Nothing quite kills the mood while you're swiping around on Tinder like seeing your boss' name and photo pop up. Now, daters can hide from the people they don't want to see while searching for matches, be they co-workers, exes or family members.
Block profile is one of four new or updated safety features coming to Tinder, the company said Tuesday. Aside from avoiding cousins, daters who pay for premium features can also use an incognito mode, which shows their profile only to people they've liked.
"We see ourselves as the host of a party," said Rory Kozoll, Tinder's vice president of product and integrity. "As a host of that party, it's our job to make sure that we trust the people coming in the door."
Dating apps have undergone increased scrutiny around how much responsibility they bear in keeping daters safe in-app as well as in the real world. A 2019 report from ProPublica and Columbia Journalism Investigations brought attention to the potential hazards of meeting strangers online without adequate safeguards in place. Over the years, Match Group, which owns Tinder and other apps, has taken steps like establishing partnerships with groups like anti-sexual violence organization RAINN and rolling out features geared toward safety. Bumble, for example, also has a paid incognito mode and uses AI to screen out inappropriate photos.

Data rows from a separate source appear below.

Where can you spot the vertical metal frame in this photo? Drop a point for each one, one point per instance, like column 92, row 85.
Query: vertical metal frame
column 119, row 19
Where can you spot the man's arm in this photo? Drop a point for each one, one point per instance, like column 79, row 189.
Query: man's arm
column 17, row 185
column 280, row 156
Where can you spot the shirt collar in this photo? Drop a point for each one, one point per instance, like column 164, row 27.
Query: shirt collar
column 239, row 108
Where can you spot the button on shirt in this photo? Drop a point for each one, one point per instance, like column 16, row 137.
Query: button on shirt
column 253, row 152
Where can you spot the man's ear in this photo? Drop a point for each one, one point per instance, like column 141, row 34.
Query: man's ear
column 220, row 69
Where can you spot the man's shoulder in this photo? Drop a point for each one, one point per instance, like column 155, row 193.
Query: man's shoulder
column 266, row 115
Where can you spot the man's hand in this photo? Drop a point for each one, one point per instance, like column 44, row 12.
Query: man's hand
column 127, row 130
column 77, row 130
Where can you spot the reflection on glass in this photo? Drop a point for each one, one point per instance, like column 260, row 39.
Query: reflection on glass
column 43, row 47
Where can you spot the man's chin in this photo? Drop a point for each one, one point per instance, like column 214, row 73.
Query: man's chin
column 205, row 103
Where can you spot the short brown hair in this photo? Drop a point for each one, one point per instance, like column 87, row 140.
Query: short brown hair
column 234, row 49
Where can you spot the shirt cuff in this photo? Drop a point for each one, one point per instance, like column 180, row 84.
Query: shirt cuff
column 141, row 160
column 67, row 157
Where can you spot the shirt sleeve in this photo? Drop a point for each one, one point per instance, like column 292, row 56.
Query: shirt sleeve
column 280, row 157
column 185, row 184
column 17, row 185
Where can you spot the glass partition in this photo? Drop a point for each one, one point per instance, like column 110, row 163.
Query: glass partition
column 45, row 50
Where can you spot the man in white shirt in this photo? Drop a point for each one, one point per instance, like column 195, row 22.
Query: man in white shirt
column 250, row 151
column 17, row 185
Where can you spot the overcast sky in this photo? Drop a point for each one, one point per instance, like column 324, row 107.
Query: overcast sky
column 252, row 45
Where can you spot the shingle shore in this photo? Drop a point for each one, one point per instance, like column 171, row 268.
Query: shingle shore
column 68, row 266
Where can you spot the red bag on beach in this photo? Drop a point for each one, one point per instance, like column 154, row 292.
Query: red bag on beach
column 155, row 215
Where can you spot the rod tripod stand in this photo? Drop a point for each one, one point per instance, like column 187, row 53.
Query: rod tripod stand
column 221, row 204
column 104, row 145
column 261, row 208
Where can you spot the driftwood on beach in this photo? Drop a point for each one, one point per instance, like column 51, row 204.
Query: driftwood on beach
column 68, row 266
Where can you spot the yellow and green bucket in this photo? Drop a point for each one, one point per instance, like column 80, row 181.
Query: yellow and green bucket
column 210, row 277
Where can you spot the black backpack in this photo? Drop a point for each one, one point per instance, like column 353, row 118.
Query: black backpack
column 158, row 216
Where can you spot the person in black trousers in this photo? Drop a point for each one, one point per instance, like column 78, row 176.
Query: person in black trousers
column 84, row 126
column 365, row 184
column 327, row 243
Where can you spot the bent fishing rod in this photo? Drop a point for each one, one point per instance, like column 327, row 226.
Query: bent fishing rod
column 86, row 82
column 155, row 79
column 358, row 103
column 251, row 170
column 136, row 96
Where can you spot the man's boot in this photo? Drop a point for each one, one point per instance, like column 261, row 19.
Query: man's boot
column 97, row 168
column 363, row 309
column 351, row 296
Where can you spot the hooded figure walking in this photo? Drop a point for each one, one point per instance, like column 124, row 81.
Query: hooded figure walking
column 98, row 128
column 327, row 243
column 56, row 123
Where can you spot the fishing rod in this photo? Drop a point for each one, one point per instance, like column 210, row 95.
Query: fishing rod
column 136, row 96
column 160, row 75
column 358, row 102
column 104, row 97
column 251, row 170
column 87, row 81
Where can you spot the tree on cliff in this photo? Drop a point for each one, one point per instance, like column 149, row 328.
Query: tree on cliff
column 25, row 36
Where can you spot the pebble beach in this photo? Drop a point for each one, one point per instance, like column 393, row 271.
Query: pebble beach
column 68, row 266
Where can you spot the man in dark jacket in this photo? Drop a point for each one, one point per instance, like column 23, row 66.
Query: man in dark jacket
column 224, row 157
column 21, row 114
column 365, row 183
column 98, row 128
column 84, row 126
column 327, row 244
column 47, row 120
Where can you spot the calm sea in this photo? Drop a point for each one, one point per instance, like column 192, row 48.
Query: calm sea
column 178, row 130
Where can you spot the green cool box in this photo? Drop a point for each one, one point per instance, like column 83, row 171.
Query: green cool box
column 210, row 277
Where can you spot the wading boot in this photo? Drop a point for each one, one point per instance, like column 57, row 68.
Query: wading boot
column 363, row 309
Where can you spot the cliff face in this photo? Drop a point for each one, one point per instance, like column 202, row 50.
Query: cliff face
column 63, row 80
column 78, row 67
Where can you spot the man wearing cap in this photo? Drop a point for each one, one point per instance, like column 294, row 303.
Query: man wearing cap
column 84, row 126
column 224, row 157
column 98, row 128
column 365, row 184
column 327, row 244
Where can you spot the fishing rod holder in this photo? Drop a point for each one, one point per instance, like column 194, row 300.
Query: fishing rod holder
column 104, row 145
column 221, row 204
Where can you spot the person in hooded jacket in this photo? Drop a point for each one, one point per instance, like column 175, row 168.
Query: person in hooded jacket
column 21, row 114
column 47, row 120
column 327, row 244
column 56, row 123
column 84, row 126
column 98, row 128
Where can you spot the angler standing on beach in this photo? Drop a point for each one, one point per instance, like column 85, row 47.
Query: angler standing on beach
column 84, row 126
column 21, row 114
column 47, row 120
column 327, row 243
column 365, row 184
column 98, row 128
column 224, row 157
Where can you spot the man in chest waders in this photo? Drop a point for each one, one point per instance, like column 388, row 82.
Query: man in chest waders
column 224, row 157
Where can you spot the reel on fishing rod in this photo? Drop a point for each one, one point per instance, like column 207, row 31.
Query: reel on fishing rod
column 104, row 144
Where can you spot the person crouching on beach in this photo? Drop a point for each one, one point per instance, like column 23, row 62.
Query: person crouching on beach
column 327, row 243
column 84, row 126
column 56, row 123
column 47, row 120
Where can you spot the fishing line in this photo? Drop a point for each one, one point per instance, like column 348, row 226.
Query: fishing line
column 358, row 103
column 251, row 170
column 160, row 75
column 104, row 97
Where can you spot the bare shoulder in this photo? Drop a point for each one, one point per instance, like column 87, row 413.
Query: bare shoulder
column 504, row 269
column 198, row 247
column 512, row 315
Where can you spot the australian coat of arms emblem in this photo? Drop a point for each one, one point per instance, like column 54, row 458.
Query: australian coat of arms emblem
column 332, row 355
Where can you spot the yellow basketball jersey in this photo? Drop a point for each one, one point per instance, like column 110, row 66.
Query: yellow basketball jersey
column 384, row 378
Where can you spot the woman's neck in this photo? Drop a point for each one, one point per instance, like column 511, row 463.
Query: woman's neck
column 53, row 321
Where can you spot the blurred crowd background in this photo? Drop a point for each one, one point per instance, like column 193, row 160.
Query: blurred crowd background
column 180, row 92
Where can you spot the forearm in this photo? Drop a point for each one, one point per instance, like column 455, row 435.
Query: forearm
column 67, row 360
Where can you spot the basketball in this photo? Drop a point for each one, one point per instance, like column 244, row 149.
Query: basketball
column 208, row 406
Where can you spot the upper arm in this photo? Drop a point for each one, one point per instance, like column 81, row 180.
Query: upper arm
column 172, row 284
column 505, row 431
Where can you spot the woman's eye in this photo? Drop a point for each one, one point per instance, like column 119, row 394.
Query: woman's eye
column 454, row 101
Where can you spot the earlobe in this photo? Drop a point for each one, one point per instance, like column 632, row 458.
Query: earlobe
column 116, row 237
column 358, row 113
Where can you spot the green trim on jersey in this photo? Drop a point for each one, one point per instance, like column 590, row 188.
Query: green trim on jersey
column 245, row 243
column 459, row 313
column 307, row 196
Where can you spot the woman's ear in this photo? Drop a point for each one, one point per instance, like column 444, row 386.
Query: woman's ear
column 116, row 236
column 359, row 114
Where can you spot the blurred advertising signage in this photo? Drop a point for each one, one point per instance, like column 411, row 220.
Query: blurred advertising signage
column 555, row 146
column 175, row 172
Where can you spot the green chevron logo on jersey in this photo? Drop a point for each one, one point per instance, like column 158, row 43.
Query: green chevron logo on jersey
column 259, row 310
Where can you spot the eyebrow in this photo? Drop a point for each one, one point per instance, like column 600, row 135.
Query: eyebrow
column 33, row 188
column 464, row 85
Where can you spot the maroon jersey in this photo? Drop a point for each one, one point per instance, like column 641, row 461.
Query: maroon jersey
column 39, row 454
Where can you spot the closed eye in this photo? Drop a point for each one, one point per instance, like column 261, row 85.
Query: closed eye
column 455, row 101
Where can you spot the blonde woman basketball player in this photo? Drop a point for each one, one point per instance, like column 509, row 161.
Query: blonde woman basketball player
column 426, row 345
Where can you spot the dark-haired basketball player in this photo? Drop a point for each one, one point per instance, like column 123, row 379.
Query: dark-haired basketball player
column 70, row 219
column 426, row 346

For Tinder, hosting responsibilities also include what happens as the guests, or daters, start interacting. Tinder's built a shortcut to reporting potentially offensive messages -- daters can press a message and go directly to Tinder's reporting system. The app is also updating its "Are You Sure" and "Does This Bother You" feature, which prompts users to either rethink the messages they're sending or report questionable ones they've received.
To get the word out, Tinder is also launching its Green Flags campaign in partnership with the anti-domestic violence and sexual assault foundation No More aimed at educating daters not just on the features, but on general safety habits, like video chatting with someone before meeting to get a vibe check. The campaign encompasses a guide to healthy dating.
"Just setting ground rules is really valuable," Kozoll said.